January 20, 2018
Charles Keiger and I met soon after I discovered his art in an exhibition in Atlanta in 1989. At that time, his paintings were abstract: not much more than slashes of nuanced color and interestingly arranged patterns and shapes. His art has evolved enormously since then, and instead of using sizable brushes to cover large areas, he now paints with very small brushes and spends countless hours creating precisely controlled, immaculate imagery. Another enormous change is his subject matter, which is now highly individual, entertaining and tends to border on the mystical. But a few things have not changed: his love of color, pattern and form, and these underly everything he paints.

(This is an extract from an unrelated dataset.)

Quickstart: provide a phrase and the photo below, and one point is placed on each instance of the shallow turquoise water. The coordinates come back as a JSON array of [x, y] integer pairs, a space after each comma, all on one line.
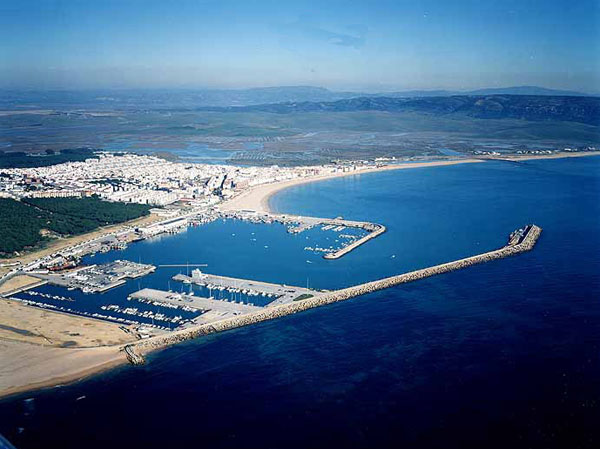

After Charles and I started working together, he began using watercolors to paint funny figures in circus-like settings surrounded by lots of negative space. I’m sure this reflected how odd he felt going from non-objective abstraction to representational imagery. Then he changed again and, painting in oils, his figures became more lifelike as his colors became more earthy. The narrative soon turned personal and more sober, and by combining surrealistic elements, for instance a tree growing a face on it, and quirky characters, like a man smoking a corncob pipe in a rural setting, Charles began to comment on his southern roots. More changes followed, many or them indicative of greater command of his craft, but also a far more original vision, and there were lots of entertaining things to look at. This latest body of work marks another shift, and this one is substantial. While the color has become verdant, atmospheric and pleasingly cool; the paintings are sparser. But more importantly, they are more masterful, thus more serious, and without losing their otherworldly quality, they are more real. I think Jules Bekker, our gallery director, describes them best when she says this is Magical Realism.
It takes a long time for one’s work and dedication to coalesce into success. Having watched Charles make the 30 year climb from abstraction to Magical Realism, I know how each step transformed his art. But still, without wands, potions or even a hog wart (though Charles does have a black cat), there has been no amount of magic in getting to this point. But then, what are fortitude, an overarching sense of destiny, belief in one’s vision and the support of a spouse?
When I asked Charles to tell me about this body of work, he replied: “I’ve been thinking a lot about something I read which said that an artist creates in order to expand happiness. I really like that because that’s what I’m trying to do. But I’m not interested in defining what happiness is, only encouraging it in other people.”
Charles Keiger has been represented by TEW Galleries since 1990.